La sua genuina risata è fresca come un ruscello montano.


Un bel paio di seni, e gambe da gazzella. Fugaci carezze, dolci e lievi, accompagnate da chiari sussurri. Suoni di cristalli, freschi, come i capelli dorati di Silvia.
Tinte tenui, in armonia con i colori della laguna. Tramonti nostalgici, visti di sfuggita dalle finestre su Canal Grande ed enfatizzati da leggeri sospiri. Certo che Silvia, per attraente che sia, non è un tormento dei sensi.

 
Con la sua pelle di velluto e di fuoco. Con quelle gambe perfette e quel corpo slanciato, atletico, quasi androgino. Ed i suoi seni: stupendi. Poi quel viso sensuale, generoso. Ed il suo modo animalesco di fare l’amore: con un abbandono completo, privo d’ogni pudore. I suoi orgasmi, inoltre, sono così intensi che hanno sempre svuotato Mateo.

 
“Un segreto condiviso senza nome né volto, ha molto più valore d’ogni altro tesoro: ci permetterà d’attingere per sempre al pozzo segreto delle nostre fantasie più proibite, mia donna sognata.”
“Può darsi. Ma io desidero sapere chi sei, per ritrovarti. Tu non vuoi sapere con chi hai fatto l’amore?”

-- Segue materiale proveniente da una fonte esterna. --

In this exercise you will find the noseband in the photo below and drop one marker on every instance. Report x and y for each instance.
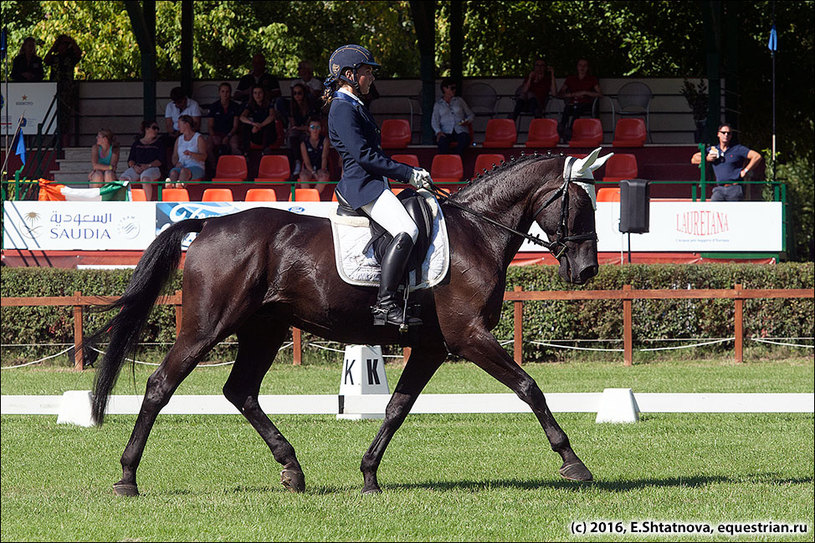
(558, 247)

“No: io amo il mistero e sono felice di condividerlo con la donna più bella, più attraente e sensuale che io abbia mai stretto tra le mie braccia”.
 
…Francesca cammina nel giardino dell’Estanque parlando con Olivia: due gran belle donne, anche se molto diverse. Olivia, con i suoi capelli fulvi: la sua pelle è cosparsa di milioni d’efelidi che la rendono un po’ misteriosa. Sta molto bene con quell’abito nero, scollatissimo sulla schiena. Ma la sua amica, quella Francesca: uno schianto di donna. Molto attraente. Scattante, sinuosa. Sensuale.
I suoi passi si accordano con un’istintiva genuinità al ritmo della musica di quella notte un po’ strana. I suoi lunghi capelli lisci e castani, ornati da un ibisco rosso, ondeggiano al ritmo di un passo cadenzato che fa leggermente oscillare uno stretto bacino sul quale spiccano due glutei da perdere la testa. Ha inoltre degli occhi allungati colore del mare e profondi come l’oceano. Sono occhi che sembrano illuminare quella notte rischiarata soltanto dai fuochi, e da una luna d’argento.

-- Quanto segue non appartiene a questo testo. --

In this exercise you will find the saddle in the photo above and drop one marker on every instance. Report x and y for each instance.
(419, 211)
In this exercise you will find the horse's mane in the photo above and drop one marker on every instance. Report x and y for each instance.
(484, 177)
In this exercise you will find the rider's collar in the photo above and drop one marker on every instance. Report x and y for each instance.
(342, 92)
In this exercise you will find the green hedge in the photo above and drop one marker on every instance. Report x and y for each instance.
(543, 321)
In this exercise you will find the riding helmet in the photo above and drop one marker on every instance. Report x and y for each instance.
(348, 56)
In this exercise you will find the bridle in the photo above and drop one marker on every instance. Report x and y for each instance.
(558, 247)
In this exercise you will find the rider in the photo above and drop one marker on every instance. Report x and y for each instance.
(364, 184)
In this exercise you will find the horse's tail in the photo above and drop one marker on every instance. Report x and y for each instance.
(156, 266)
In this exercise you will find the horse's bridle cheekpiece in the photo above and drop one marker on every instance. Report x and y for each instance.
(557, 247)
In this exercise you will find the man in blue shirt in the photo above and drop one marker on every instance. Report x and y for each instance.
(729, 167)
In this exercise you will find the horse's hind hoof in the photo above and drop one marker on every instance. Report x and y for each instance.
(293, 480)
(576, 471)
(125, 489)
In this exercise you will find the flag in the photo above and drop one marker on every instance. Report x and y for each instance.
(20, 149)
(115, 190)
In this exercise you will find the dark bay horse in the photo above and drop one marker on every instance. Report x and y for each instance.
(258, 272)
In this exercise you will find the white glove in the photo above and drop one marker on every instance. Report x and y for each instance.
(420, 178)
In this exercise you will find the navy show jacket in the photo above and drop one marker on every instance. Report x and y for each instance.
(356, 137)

Il suo sorriso è sensuale, generoso e tanto umano che saprebbe disarmare chiunque. E potrebbe risvegliare anche un morto. Indossa un corto abito rosso di una garza leggera che evidenzia gambe perfette: lunghe, slanciate. Muscolose. Caviglie sottili, polpacci formati, piedi curati e calzati da leggerissimi sandali con tacchi alti, a spillo.
“Quella donna non deve disdegnare il sesso, con le gambe ed il corpo che si ritrova!” Pensa Mateo, mentre si sofferma ad osservarla con ammirazione per un lungo momento.
È una creatura sensuale che, inoltre, ha un paio di seni statuari: ben formati e strabici, come piacciono a lui. Capezzoli duri che s’intravedono sotto il tessuto leggero di quell’eccitante abito corto e scollato.
“Sembra una pantera entrata momentaneamente, forse per puro errore, nel corpo di una femmina umana”, pensa ancora Mateo, senza distogliere lo sguardo da quella donna.
Terminato il suo gin tonic, rimane appoggiato ad una colonna del portico ad osservare quella creatura che gli sembra tanto perfetta da sfiorare il suo mito femminile. Il mito di una donna conosciuta da sempre, e sempre sognata, ma mai trovata.
 
...Francesca, in barca, il giorno prima che partisse… quel pomeriggio assolato d’autunno sembra riprendere vita.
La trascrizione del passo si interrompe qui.